Hello world! (Chapter 2)

September 26, 2009

Hello world! This is my first blog post. Let’s see if I have anything interesting to say…

I’ve always appreciated the abovetheinfluence ads. They cleverly portray the evil side of drug use… you know, to make it cute and funny. I can’t figure out how to put a picture in this thing, so I’ll link you to one such ad. What is implied by this ad? Considering this is Philosophy class, let’s throw in the textbook definition of an implication– “a logical relations of statements such that one being true makes the other true.(20)” This ad is implying that the good friends are the ones discouraging drug use. In stressing that living above the influence is preferable, this ad implies that people living under the influence are making a poor decision.

On to contradictions, which, as we’ll all remember from the book is “a logical relation between two statements such that when one of the statements is true, the others must be false. (23)” The cute and fuzzy portrayal of this ad contradicts the fact that drugs are serious business. The tag line of “good friends will back you up” is visually contradicted because the supposedly good friends are way further away than the druggie no-good friend.

The turning device on the side of the drug addict is consistant with the idea that the bad friend is only doing exactly what he is expected to do and not thinking. The presence of more non-drug-users is consistent with the message they are attempting to portray, that only wound up losers do drugs.

Let’s get some more practice!! For my second example, I think I’ll do an article about the suspicious events surrounding Michael Jackson’s death, because I’ve been meaning to see whatever happened regarding that situation, anyway. This one will do.

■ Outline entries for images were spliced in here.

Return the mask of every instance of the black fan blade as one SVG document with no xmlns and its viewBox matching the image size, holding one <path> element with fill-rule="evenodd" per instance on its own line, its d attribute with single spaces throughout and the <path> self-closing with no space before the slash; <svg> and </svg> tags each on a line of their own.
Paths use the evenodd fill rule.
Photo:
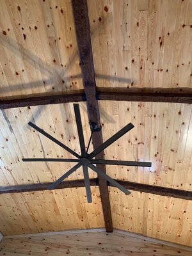
<svg viewBox="0 0 192 256">
<path fill-rule="evenodd" d="M 90 186 L 89 173 L 87 166 L 83 165 L 83 170 L 84 184 L 85 184 L 86 193 L 87 196 L 87 202 L 88 203 L 92 203 L 92 198 L 91 186 Z"/>
<path fill-rule="evenodd" d="M 84 136 L 83 136 L 83 127 L 82 127 L 82 122 L 81 122 L 81 118 L 79 105 L 77 104 L 74 104 L 74 111 L 75 111 L 75 115 L 76 115 L 76 124 L 77 124 L 77 132 L 78 132 L 81 155 L 82 155 L 82 156 L 85 157 L 86 156 L 86 149 L 85 149 L 85 145 L 84 145 Z"/>
<path fill-rule="evenodd" d="M 112 137 L 109 138 L 108 140 L 104 142 L 102 145 L 98 147 L 95 150 L 93 150 L 88 156 L 89 160 L 92 159 L 95 156 L 97 156 L 101 151 L 104 150 L 106 148 L 109 147 L 111 144 L 115 142 L 116 140 L 119 139 L 125 133 L 129 132 L 129 131 L 131 130 L 134 127 L 133 124 L 131 123 L 128 124 L 126 126 L 120 130 L 115 134 L 113 135 Z"/>
<path fill-rule="evenodd" d="M 23 162 L 71 162 L 78 163 L 79 159 L 66 159 L 65 158 L 22 158 Z"/>
<path fill-rule="evenodd" d="M 56 181 L 53 182 L 51 185 L 49 186 L 47 188 L 47 189 L 52 189 L 54 188 L 55 188 L 57 185 L 58 185 L 60 183 L 61 183 L 65 179 L 67 178 L 68 176 L 69 176 L 70 174 L 72 174 L 73 172 L 74 172 L 77 169 L 78 169 L 79 167 L 81 166 L 81 164 L 78 163 L 77 164 L 75 165 L 74 167 L 72 167 L 71 169 L 70 169 L 68 172 L 67 172 L 63 175 L 60 177 L 60 179 L 58 179 Z"/>
<path fill-rule="evenodd" d="M 119 160 L 105 160 L 105 159 L 92 159 L 92 164 L 111 164 L 111 165 L 126 165 L 127 166 L 141 166 L 151 167 L 150 162 L 138 162 L 132 161 L 119 161 Z"/>
<path fill-rule="evenodd" d="M 34 128 L 38 132 L 40 132 L 42 134 L 44 135 L 45 137 L 48 138 L 48 139 L 52 140 L 52 141 L 54 142 L 55 143 L 58 144 L 59 146 L 61 147 L 61 148 L 65 149 L 69 153 L 72 154 L 72 155 L 75 156 L 77 158 L 80 158 L 80 156 L 78 155 L 76 152 L 75 152 L 72 149 L 69 148 L 67 146 L 65 146 L 63 143 L 58 141 L 57 139 L 52 137 L 51 135 L 49 134 L 47 132 L 45 132 L 44 130 L 36 126 L 35 124 L 29 122 L 28 125 L 30 125 L 31 127 Z"/>
<path fill-rule="evenodd" d="M 108 180 L 109 182 L 111 183 L 116 188 L 118 188 L 120 190 L 123 191 L 125 194 L 126 195 L 131 194 L 131 192 L 129 191 L 129 190 L 126 189 L 116 181 L 114 180 L 113 179 L 111 178 L 111 177 L 108 176 L 107 174 L 100 171 L 99 169 L 98 169 L 97 167 L 95 166 L 95 165 L 90 164 L 88 165 L 88 167 L 92 169 L 93 171 L 95 172 L 99 175 L 102 177 L 104 179 Z"/>
</svg>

Talking about the doctor’s multiple shady reputation blips implies that the author wants to tell the readers more about the suspicious side of the doctor. Michael Goyr saying “It’s almost as if when I read the paper, I’m reading about another doctor” implies that the doctor acts very differently in different situations.

Our understanding of medical care tells us that the doctor saying he did nothing wrong is contradicted by the fact that his main client died suddenly at a young age. The quote: “He neither prescribed or administered anything to Michael Jackson that should have killed him,” is contradicted by the fact that he died minutes after being given the medicine.

The explanation of the sentences are consistent with the attempted unbiased-ness of the article, as they give both options of what could happen. The discussion of the doctor’s past debts, illegitimate children and general irresponsibility is consistent with the attempt to cast dispersions upon the character of the doctor that was established early on in the article.